For instance in Zadie’s household her parents “loved music, as I love music, but you couldn't call any of us whatever the plural of "muso" is. The Smiths owned no rare tracks, no fascinating B-sides (and no records by the Smiths). We wanted songs that made us dance, laugh, or cry”. Likewise in my house, my parents played music (mainly traditional Cuban music) that was mainly uncomplicated and had a beat to it. My father, being a pianist with his own band when I was little, would segue from a piece by Chopin (a composer with his own groove in my humble opinion) to one by the late Cuban virtuoso Ernesto Lecuona seamlessly. So, like Zadie and her family who had Ella and Aretha, we had Benny Moré and the Martí sisters.
It was whilst at secondary school that my musical landscape was altered forever. A girlfriend, her sailor father, an old record player and a bunch of albums by the likes of Queen, Led Zeppelin and Pink Floyd were the launchpad from where I dived headfirst into the world of rock’n’roll. With the passing of time I came to the realisation that this was the music my younger thirteen-year-old-almost-fourteen was searching for then. It was different for the college girl Zadie Smith, though. She had Blackstreet and Aaliyah, but couldn’t quite dig Joni the first time around. Nor for many years after for that matter.
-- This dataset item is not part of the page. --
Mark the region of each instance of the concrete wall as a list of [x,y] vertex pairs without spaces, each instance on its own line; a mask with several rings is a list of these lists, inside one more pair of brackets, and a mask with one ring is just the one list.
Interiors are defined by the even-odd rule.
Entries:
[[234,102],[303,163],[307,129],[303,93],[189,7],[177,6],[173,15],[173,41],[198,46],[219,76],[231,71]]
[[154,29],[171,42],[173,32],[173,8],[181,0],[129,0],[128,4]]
It was during a trip to Wales that the British author – already in her early thirties and accompanied by her poet husband – “got” Ms Mitchell. But not without first putting up a fight. Joni’s music had been an unwelcome companion throughout much of the journey. In vain she had pleaded with her consort to let her change the “bloody piping” that was getting on her nerves so much. And then it happened. The driver stopped at Tintern Abbey. The change of scenery, the quietness of the place and the closeness to nature all contributed to Zadie’s epiphany:
“We parked; I opened a car door onto the vast silence of a valley. I may not have had ears, but I had eyes. I wandered inside, which is outside, which is inside. I stood at the east window, feet on the green grass, eyes to the green hills, not contained by a non-building that has lost all its carved defences. Reduced to a Gothic skeleton, the abbey is penetrated by beauty from above and below, open to precisely those elements it had once hoped to frame for pious young men, as an object for their patient contemplation”.
Nowadays Ms Smith cries when she hears Joni Mitchell. She’s usually overcome by emotion, which means she doesn’t think she’s capable of listening to the Canadian singer songwriter in a room with other people or on her iPod whilst walking the streets. Just imagine the spectacle! The author of White Teeth and The Autograph Man reduced to tears over her love of a singer she used to hate.
This kind of musical epiphany tends to arrive when our defences are down. I had a similar one to Zadie. Aged seventeen, a friend of mine took me to the International Havana Jazz Festival in 1989. I, reluctantly, agreed to go with him. At the time, though, my world was more Guns’n’Roses than Irakere. However, with my defences down, jazz not only broke through but also fixed its abode inside me and became overnight one of my favourite genres. It still is. One of my most vivid memories from that first night at the Casa de la Cultura de Plaza was watching the great trumpeter Arturo Sandoval (a year before he defected to the US) blowing the audience away with his prowess. It helped that back in those years my mind was focused on other kinds of beauty as well. I was beginning to find my own voice through the literature I read and the movies I watched. Music, therefore, was the next logical addition.
Zadie’s piece is not just about Joni Mitchell’s presence in the Brit’s life. Smith also discusses Seneca and Kierkegaard, the latter’s Exordium (Attunement) providing the title for the essay. However, you could say that the essence of her article is an attempt to explain why sometimes we’re overcome by epiphanies, like the one she underwent with Joni Mitchell and the one I experienced with jazz.
Many people come up with resolutions for the New Year. I have never, to my knowledge, adopted a similar approach but if there’s one goal that I’ve inadvertently set for myself for many years – ever since that first night at the International Havana Jazz Festival – it has been to keep an open-mind about life, specifically art, in the same way Joni Mitchell’s open-tuned compositions changed Zadie Smith’s mind. In her case, though, with a little help from a Welsh abbey.